The JPI 700 engine monitor was sent to the NTSB Records Laboratory for download. Due to internal buffering of the data before being written to non-volatile memory, the final portion of the flight was not recorded. The data that was captured, was from the time of the master avionics switch was turned and, after engine start when the oil, cylinder head, turbine inlet, and exhaust gas temperatures were just starting to climb during warm-up. Then the data showed the temperatures climbing, representing the take-off, and an initial power reduction, before ending abruptly.

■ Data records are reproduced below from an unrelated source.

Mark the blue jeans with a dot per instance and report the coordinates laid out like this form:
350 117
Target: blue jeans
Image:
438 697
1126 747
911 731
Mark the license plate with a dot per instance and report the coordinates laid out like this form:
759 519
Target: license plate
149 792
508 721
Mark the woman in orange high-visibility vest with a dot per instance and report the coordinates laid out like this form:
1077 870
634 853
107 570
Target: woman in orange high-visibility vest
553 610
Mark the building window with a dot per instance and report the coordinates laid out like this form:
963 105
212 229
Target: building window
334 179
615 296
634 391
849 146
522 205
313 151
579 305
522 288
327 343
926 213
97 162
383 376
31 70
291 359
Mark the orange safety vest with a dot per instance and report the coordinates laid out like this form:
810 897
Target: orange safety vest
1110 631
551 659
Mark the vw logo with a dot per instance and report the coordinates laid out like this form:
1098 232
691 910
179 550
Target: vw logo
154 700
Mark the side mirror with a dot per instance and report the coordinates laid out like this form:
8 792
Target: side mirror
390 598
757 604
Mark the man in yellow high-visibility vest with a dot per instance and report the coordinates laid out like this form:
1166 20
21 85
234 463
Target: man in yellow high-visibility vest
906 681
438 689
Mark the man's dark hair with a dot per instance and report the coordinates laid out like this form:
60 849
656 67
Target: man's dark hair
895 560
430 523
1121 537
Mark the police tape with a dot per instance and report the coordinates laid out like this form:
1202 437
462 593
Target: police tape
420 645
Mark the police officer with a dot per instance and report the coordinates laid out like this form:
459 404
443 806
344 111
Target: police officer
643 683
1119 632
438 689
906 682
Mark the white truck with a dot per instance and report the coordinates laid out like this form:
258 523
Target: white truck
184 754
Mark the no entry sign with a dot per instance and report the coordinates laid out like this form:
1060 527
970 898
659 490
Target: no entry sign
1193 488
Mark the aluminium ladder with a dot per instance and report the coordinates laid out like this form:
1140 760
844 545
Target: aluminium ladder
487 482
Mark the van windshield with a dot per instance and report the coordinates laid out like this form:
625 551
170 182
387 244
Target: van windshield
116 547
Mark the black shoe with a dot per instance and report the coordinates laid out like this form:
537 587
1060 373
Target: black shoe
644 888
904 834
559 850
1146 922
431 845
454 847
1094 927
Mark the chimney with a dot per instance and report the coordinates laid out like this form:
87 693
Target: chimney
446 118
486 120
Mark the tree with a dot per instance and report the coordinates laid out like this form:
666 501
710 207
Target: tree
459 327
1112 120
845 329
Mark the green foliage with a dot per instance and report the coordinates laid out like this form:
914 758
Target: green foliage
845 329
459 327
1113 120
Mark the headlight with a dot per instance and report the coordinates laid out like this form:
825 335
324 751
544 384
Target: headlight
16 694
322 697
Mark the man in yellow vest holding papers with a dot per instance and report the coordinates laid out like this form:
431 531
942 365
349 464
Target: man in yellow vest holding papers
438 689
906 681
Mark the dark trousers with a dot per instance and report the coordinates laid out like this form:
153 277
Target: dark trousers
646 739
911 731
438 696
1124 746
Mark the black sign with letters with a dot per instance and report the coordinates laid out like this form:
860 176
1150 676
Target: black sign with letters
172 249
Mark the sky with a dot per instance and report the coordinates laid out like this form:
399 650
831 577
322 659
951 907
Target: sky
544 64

MEDICAL AND PATHOLOGICAL INFORMATION
The Office of the Chief Medical Examiner, Commonwealth of Massachusetts, performed an autopsy on the pilot. The cause of death was described as blunt injury. The autopsy also identified mild, focally moderate, atherosclerosis of the coronary arteries, with approximately 40% stenosis of the left anterior descending coronary artery, less than 10% stenosis of the right coronary artery, and no significant stenosis of the left circumflex coronary artery.
The FAA Bioaeronautical Sciences Research Laboratory, Oklahoma City, Oklahoma, performed toxicology testing on specimens from the pilot. The toxicology tests detected no carbon monoxide in blood and no cyanide in blood. The test did detect losartan in the liver and blood. Losartan is approved for use by the FAA and is not considered impairing.